Puumala took the lead not only on at the bench for the lab experiments but also on the complex project management required to keep collaborations at this scale running smoothly across all groups.
“It was a huge learning experience,” Puumala reflected. “From setting agendas to coordinating reagent shipments and aligning data across teams, I had to grow as a communicator and leader.”
This coordination has more than paid off.
A Lasting Legacy
After completing her PhD in the Cowen Lab, Dr. Emily Puumala has moved on to a clinical microbiology fellowship at the Mayo Clinic, where she continues to work at the intersection of diagnostics and infectious disease. Puumala’s impact on the Yck2 project is still felt deeply in Toronto, where she led the work from both the bench and behind the scenes, running experiments, coordinating collaborators, and keeping the team moving forward.

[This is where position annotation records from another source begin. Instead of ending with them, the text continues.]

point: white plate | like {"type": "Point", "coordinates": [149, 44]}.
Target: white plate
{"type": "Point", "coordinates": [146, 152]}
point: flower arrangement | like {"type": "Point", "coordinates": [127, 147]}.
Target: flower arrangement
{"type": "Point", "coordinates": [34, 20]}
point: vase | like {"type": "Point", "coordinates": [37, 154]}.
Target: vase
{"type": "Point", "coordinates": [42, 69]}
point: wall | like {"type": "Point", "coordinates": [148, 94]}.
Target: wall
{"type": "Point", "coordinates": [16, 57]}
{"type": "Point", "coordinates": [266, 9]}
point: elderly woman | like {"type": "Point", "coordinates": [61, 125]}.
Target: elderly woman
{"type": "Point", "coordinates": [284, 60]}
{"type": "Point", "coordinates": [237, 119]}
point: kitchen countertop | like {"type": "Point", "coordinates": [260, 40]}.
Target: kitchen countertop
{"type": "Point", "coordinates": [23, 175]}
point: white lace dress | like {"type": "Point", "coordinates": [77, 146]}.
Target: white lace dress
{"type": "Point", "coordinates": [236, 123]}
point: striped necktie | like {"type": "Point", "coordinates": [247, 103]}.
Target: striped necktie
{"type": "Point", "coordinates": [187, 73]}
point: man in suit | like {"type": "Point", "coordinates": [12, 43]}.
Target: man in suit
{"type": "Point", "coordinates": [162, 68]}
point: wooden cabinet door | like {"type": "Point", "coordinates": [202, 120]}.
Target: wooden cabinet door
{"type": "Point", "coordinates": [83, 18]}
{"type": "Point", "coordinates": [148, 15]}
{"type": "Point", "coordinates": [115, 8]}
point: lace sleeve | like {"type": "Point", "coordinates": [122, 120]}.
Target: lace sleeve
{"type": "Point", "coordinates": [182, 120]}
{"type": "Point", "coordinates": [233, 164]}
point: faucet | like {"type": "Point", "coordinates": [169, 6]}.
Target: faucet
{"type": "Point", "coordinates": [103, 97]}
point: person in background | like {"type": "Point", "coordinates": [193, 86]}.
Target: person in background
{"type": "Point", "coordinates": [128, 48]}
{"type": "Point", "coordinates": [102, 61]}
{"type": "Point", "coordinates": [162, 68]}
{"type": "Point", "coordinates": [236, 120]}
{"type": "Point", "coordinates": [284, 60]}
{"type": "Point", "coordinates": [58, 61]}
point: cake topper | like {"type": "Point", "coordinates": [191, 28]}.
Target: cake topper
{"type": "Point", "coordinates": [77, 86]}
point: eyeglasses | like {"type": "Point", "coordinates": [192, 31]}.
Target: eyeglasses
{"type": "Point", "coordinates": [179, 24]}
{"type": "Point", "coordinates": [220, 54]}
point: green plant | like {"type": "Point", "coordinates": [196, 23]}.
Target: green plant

The Cowen lab misses Puumala and wishes her the best.
What Comes Next
Looking ahead, the Cowen lab is now working to refine the current chemical scaffold, explore new compound classes, and investigate how Yck2 mechanistically governs drug resistance in C. albicans at the molecular level. With co-author and current graduate student Bonnie Yiu leading efforts to identify downstream targets of Yck2, Robbins shared that the team is also pursuing a deeper understanding of Yck2’s interactors, that may be involved in resistance and stress responses. With promising proof-of-concept results from this study, the Cowen Lab’s work continues to push forward our understanding of fungal biology and drug discovery, at a time when fungal infections pose a growing threat worldwide.
This work was supported by the National Institutes of Health (NIH), the Canada Research Chairs Program, CIFAR, the Structural Genomics Consortium, UT Southwestern Medical Center, the Canadian Light Source, and the University of Toronto.